The phrase "common law" refers to the way you get married, not how you end your union. The term simply means that you didn't solemnize your marriage vows or file a marriage certificate with your state. In all other ways, including divorce, a common law marriage and a "regular" marriage are treated the same.
Although all states will divorce common law spouses, only 10 jurisdictions allow you to begin a common law marriage, and to formally recognize such unions. These include Texas, Montana, South Carolina, Kansas, Colorado, Alabama, Rhode Island, Iowa, Oklahoma and the District of Columbia. If you enter into a common law marriage in any of these jurisdictions, the U.S. Constitution requires that all other states recognize your union. For example, if you marry in Montana, you can be divorced in New Jersey, even though you can't enter into a common law marriage there. An additional five states recognize common law marriages entered into before a statutory date. Georgia recognizes those formed before January 1, 1997, and in Pennsylvania, the pivotal date is January 1, 2005. In these jurisdictions, if you enter into a common law marriage arrangement after these dates, you're not considered married – you're just living together.

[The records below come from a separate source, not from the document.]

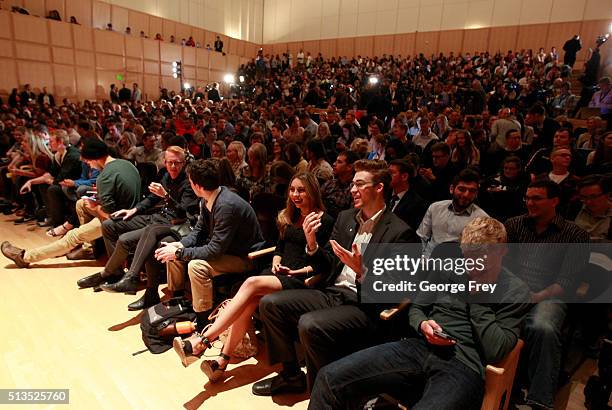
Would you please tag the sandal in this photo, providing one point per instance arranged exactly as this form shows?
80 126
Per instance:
190 349
58 231
213 369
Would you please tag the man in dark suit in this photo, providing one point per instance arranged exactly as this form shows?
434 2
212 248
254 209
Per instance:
329 321
219 45
405 203
227 230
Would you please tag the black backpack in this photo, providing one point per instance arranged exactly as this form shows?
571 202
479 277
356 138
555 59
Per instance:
158 317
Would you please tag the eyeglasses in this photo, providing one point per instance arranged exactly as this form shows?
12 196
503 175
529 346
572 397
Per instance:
587 198
360 184
174 163
534 198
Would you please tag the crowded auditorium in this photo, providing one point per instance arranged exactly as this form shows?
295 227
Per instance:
423 188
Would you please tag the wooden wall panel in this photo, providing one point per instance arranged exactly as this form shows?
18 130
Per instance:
59 5
169 29
150 49
86 83
5 24
403 44
314 47
151 67
35 7
133 65
346 47
532 36
384 45
364 46
502 39
170 52
6 48
81 10
61 34
29 28
29 51
138 22
84 58
559 33
588 33
109 42
183 31
189 57
155 26
8 79
328 48
150 86
63 55
101 14
37 74
109 62
64 78
475 40
217 61
427 42
133 47
451 41
120 19
202 57
83 37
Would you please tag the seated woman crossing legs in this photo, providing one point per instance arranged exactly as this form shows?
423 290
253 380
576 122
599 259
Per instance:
289 271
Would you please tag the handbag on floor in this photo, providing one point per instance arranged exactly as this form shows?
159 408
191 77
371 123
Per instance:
247 347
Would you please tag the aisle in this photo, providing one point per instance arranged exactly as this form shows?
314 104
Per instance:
57 336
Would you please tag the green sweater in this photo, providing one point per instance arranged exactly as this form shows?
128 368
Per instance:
485 332
118 186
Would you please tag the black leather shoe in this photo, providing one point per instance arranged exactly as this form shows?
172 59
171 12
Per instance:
126 284
279 385
150 298
91 281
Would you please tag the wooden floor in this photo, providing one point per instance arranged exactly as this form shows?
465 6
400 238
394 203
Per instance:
57 336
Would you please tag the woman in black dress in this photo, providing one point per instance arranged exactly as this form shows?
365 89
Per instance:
289 271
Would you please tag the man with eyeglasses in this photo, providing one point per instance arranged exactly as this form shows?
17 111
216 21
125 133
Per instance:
444 220
329 321
124 229
549 259
596 212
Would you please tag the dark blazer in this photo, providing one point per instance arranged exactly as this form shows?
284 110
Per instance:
389 229
232 229
411 209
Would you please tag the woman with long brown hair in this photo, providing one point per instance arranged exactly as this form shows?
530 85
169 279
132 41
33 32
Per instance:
289 271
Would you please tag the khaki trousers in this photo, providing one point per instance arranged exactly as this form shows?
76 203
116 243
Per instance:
201 274
89 231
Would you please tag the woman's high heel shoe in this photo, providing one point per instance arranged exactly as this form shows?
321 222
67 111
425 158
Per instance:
213 370
190 349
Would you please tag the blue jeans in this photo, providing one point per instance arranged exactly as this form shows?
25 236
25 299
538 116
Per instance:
404 368
542 332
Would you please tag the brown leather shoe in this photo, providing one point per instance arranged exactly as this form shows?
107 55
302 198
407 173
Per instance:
81 254
14 253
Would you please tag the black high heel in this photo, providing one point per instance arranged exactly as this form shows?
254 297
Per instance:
213 370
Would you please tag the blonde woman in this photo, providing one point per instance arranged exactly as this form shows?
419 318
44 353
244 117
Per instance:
289 271
236 154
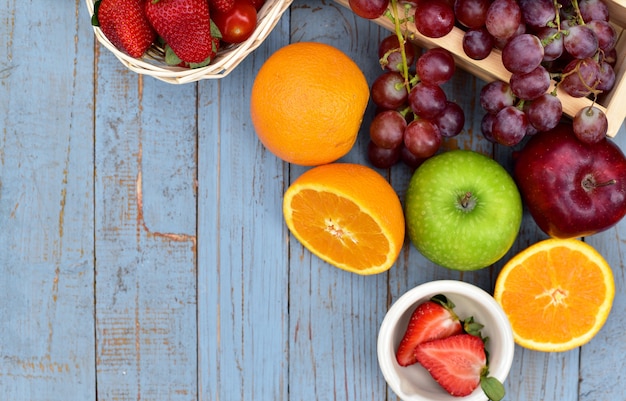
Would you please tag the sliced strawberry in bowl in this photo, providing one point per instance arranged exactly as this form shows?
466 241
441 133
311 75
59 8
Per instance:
456 363
431 320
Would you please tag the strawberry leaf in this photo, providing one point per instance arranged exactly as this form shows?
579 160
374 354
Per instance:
170 57
94 17
493 389
472 327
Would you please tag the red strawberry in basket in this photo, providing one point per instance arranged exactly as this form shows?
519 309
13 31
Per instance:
124 23
431 320
222 6
185 25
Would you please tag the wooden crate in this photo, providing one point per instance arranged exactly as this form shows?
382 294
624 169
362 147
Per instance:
491 68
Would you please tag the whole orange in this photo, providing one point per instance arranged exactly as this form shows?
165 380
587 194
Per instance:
307 103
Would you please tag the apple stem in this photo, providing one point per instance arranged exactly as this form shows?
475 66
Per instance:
467 202
589 183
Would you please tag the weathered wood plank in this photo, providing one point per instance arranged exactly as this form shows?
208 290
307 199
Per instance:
334 315
242 256
145 205
46 204
602 362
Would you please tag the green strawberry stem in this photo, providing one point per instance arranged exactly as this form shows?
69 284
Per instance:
493 389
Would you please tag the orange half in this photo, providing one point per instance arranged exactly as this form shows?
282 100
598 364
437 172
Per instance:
348 215
557 294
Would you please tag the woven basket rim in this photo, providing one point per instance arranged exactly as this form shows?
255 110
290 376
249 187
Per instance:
153 64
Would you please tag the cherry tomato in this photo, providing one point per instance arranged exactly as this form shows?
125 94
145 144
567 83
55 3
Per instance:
237 24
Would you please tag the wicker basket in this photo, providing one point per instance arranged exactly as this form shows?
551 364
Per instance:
153 62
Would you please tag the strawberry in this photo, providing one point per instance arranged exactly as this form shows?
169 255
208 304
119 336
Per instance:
257 4
457 363
124 23
185 25
431 320
222 6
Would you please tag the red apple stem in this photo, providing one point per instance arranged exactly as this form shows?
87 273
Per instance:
589 183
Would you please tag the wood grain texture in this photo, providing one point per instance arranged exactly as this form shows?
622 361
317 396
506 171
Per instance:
46 205
145 152
143 252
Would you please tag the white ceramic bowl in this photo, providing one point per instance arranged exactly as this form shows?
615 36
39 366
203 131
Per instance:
414 383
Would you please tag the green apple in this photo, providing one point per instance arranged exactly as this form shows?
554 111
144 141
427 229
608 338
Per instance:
463 210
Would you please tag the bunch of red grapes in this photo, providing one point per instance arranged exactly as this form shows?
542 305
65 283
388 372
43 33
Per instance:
413 110
545 44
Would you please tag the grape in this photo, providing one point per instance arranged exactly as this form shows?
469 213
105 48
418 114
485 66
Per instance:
499 43
388 90
434 19
530 129
369 9
607 37
545 112
580 77
509 126
477 43
486 127
436 66
451 120
606 77
471 13
552 41
581 41
387 129
593 10
522 54
531 85
590 125
422 138
503 18
496 95
427 100
381 157
611 56
390 56
537 13
410 159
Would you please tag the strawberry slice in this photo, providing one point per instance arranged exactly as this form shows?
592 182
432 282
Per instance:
457 363
431 320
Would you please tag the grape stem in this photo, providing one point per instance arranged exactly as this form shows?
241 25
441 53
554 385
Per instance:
579 16
401 41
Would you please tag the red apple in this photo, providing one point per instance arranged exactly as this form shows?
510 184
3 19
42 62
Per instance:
571 189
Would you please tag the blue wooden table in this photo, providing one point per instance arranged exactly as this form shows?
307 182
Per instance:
143 254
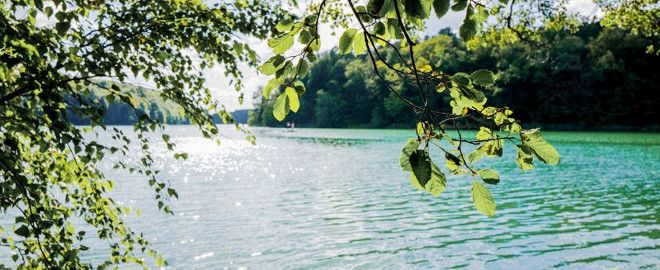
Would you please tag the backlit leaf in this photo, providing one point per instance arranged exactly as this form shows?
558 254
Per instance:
346 41
483 77
421 166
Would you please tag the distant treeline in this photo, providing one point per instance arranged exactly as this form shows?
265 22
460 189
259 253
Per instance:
594 78
147 102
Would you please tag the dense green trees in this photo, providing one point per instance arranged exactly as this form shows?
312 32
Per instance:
54 56
594 78
53 52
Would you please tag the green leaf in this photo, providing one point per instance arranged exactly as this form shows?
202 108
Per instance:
375 6
468 29
272 84
421 166
22 231
280 107
524 158
411 145
346 41
394 29
461 79
304 37
441 7
269 67
62 27
299 86
543 150
315 45
360 44
459 5
292 97
484 133
483 77
379 28
302 68
482 199
489 176
281 44
284 25
436 185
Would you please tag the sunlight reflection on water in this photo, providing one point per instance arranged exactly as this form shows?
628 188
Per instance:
337 199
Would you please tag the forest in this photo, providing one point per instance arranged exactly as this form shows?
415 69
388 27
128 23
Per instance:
146 102
593 78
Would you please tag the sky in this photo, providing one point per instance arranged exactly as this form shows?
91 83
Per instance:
226 95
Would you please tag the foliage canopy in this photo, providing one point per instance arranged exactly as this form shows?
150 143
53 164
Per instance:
51 52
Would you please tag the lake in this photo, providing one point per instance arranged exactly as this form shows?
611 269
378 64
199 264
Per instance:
329 199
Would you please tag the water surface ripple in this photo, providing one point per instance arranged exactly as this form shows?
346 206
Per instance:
329 199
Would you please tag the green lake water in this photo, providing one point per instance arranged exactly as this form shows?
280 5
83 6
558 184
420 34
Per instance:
337 199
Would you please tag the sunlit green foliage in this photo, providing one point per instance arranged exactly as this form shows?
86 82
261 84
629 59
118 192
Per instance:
63 60
385 30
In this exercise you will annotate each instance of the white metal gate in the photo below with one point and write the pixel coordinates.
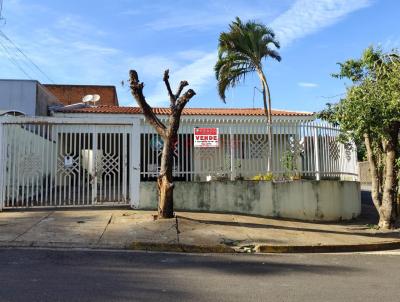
(59, 163)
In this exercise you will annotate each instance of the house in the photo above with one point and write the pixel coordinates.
(242, 133)
(79, 154)
(71, 94)
(26, 96)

You can't accidentally or inadvertently form a common law marriage, even if you live in a state that recognizes such unions. These arrangements involve taking deliberate actions to establish that you're married, even without a license. You and your spouse must live together, and you must agree that you're married. You must "hold out" to the public that you're a married couple – you introduce your partner to others as your spouse, use the same surname, and habitually take other actions that couples who are formally married also take. This might include filing joint tax returns, covering each other on insurance policies, buying property together, holding financial accounts together, or having children together. By themselves, these actions don't make you married under common law – unless you also tell people that you're a married couple. People who simply live together aren't common-law married, even if they intend to marry sometime in the future. If no one knows you're married because you've never publicly said so, you don't have a common law union.
Burden of Proof
The first step in legally ending a common law marriage is to establish to the court that the marriage exists in the first place. If both spouses agree that they made a marital commitment to each other, this isn't much of a hurdle. If one spouse denies that a common law marriage exists, however, the other has the burden of proof to establish to the court that it does. You can do this by offering documented proof, such as copies of tax returns, insurance policies and loan commitments, but these alone don't establish a common law marriage. You may also need third-party witnesses who can establish that you held yourselves out to the public as husband and wife. Ultimately, a judge must determine whether a marriage actually exists. How you end your partnership depends on his opinion.
The Divorce Procedure
If the court determines that you do have a common law marriage, divorce is the same as it is for couples who took out a marriage license and exchanged vows. Similar issues are decided, and there is no difference in procedure. A complaint or petition initiates the legal action. Issues of property, joint debts, custody and support are decided either by court order after a trial or by agreement between spouses. The court ultimately enters a divorce judgment or decree, ending your union. If a judge determines you aren't married by common law, you can't divorce in family court. You must typically resolve property issues through civil court, although family court can still make rulings on custody and child support for unmarried couples.